Tricia had her own boyfriend—none other than Will Spencer, our high school’s biggest player. Exactly nobody understood how she’d caught him and kept him. Tricia was well-off, gorgeous, and genuinely likable, definitely a catch. She stood apart from other girls, with a mane of copper hair and green eyes clear as glass. But Will had never seemed like the type to settle for one girl. Or ten. Or a hundred. Not when he could have his pick and have them all. Will and Tricia were the senior class’s enduring mystery.
I couldn’t help but wish the enduring mystery would step away from my boyfriend.
“I’m so glad you do private parties,” Tricia purred, clutching Dave’s mic stand.
Dave powered up his amp and smiled. “For you? Anything.”

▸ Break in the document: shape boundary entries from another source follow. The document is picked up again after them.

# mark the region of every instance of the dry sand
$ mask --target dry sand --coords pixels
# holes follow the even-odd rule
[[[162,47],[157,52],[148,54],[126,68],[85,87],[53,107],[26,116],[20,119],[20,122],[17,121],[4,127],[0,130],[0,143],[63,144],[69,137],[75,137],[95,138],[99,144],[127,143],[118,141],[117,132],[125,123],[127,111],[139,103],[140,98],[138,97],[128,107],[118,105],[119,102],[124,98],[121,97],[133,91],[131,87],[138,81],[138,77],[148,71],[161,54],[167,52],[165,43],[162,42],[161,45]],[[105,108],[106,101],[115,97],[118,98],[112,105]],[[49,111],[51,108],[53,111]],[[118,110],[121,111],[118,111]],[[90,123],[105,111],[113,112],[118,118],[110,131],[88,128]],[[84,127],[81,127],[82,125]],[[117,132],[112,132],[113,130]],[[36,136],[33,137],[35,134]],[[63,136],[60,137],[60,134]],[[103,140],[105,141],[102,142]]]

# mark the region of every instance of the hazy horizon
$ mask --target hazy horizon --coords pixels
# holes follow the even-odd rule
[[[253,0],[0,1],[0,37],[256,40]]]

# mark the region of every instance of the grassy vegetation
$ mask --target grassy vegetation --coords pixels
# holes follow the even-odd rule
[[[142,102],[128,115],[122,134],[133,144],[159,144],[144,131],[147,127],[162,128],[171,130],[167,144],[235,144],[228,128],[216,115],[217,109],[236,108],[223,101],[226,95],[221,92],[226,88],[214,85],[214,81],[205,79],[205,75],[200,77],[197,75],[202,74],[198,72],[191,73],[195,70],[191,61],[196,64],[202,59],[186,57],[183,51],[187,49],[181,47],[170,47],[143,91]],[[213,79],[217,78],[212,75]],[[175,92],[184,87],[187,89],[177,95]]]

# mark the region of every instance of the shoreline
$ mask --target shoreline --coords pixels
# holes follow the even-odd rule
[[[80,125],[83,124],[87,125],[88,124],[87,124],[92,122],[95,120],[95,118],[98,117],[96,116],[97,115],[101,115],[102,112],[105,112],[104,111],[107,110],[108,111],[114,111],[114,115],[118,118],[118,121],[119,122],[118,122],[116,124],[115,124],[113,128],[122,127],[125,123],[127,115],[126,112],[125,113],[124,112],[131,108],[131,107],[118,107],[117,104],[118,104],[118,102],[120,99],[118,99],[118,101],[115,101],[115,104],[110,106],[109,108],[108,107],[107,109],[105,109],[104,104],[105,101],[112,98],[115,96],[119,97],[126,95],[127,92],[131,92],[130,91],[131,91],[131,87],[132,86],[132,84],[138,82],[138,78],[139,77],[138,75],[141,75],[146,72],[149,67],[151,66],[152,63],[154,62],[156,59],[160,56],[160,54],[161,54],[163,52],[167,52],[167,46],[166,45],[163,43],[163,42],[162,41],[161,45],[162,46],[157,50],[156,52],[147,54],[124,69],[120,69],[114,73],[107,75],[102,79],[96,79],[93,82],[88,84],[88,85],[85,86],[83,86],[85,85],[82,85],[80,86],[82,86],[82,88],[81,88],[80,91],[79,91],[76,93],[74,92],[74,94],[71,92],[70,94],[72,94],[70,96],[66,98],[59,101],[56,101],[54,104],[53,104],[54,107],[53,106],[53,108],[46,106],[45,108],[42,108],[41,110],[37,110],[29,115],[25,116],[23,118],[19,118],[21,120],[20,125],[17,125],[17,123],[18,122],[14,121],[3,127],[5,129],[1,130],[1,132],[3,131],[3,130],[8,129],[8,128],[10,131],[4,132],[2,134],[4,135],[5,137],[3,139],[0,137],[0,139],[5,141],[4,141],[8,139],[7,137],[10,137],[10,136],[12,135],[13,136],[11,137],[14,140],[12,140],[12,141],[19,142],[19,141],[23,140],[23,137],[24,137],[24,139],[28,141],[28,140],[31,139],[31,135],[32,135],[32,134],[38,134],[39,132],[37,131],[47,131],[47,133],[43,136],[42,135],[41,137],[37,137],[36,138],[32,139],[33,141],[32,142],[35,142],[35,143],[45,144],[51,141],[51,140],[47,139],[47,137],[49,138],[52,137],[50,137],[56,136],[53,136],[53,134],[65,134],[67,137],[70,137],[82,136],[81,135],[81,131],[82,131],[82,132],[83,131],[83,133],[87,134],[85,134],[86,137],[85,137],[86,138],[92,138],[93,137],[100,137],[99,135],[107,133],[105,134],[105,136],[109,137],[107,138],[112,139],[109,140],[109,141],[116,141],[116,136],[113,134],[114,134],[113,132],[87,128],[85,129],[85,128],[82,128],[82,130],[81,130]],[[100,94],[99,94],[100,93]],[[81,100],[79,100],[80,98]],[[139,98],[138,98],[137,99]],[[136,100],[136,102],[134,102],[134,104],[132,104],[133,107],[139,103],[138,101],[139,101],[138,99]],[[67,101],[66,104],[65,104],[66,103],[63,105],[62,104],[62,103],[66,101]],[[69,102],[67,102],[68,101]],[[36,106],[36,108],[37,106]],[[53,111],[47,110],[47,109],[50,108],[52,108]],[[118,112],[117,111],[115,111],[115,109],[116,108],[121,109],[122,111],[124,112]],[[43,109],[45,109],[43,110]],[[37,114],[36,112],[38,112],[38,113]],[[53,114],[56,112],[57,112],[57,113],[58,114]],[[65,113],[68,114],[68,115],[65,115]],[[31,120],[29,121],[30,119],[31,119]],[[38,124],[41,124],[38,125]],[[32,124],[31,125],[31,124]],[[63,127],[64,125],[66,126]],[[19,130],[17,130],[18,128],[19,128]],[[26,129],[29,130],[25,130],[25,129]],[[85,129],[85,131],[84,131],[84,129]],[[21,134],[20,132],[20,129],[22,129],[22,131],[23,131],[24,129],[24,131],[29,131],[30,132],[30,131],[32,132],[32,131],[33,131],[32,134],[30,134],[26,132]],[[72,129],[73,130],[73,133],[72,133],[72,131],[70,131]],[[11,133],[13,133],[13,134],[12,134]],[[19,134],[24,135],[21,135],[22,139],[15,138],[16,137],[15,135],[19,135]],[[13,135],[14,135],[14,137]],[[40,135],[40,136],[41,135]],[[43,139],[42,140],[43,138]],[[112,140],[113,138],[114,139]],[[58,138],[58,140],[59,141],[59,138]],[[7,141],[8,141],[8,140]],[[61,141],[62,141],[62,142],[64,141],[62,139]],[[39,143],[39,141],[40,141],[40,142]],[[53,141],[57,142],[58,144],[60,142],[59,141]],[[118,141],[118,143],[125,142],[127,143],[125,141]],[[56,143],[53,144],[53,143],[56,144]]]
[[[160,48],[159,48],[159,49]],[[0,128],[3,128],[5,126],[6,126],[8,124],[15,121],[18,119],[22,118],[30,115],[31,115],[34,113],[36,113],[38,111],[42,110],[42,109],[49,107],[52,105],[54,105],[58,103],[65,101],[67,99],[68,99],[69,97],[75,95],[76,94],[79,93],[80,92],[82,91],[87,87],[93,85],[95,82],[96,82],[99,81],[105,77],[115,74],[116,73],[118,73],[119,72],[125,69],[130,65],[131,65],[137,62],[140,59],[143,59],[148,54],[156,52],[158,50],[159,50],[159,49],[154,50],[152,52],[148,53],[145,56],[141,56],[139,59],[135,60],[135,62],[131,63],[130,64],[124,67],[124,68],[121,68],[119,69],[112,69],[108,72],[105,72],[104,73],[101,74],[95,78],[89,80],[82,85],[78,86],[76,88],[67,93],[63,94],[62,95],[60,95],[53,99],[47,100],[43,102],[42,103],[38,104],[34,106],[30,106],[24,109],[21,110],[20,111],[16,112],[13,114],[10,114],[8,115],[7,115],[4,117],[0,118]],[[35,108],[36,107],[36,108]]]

My heart sank, but I said nothing. Dave flirted with everyone. Everything. Once, I’d seen him wink at a baby, and then a dog. People fawned over him, and he couldn’t help reflecting some of that glow back.
To be fair, he flirted with me, too. When we played, sometimes he’d lean over to murmur in my ear. Between the mics, just loud enough for me to hear: You killed that verse, love the way the lights catch your eyelashes. Things no one else could, or would, ever say to me.
Which meant I had to get over myself and get back to work. Giving my guitar a quick tune, I strummed a few chords—the universal notes for “stop flirting and let’s get this gig started.”
“Later,” Tricia said, and when the crowd surged, she was gone.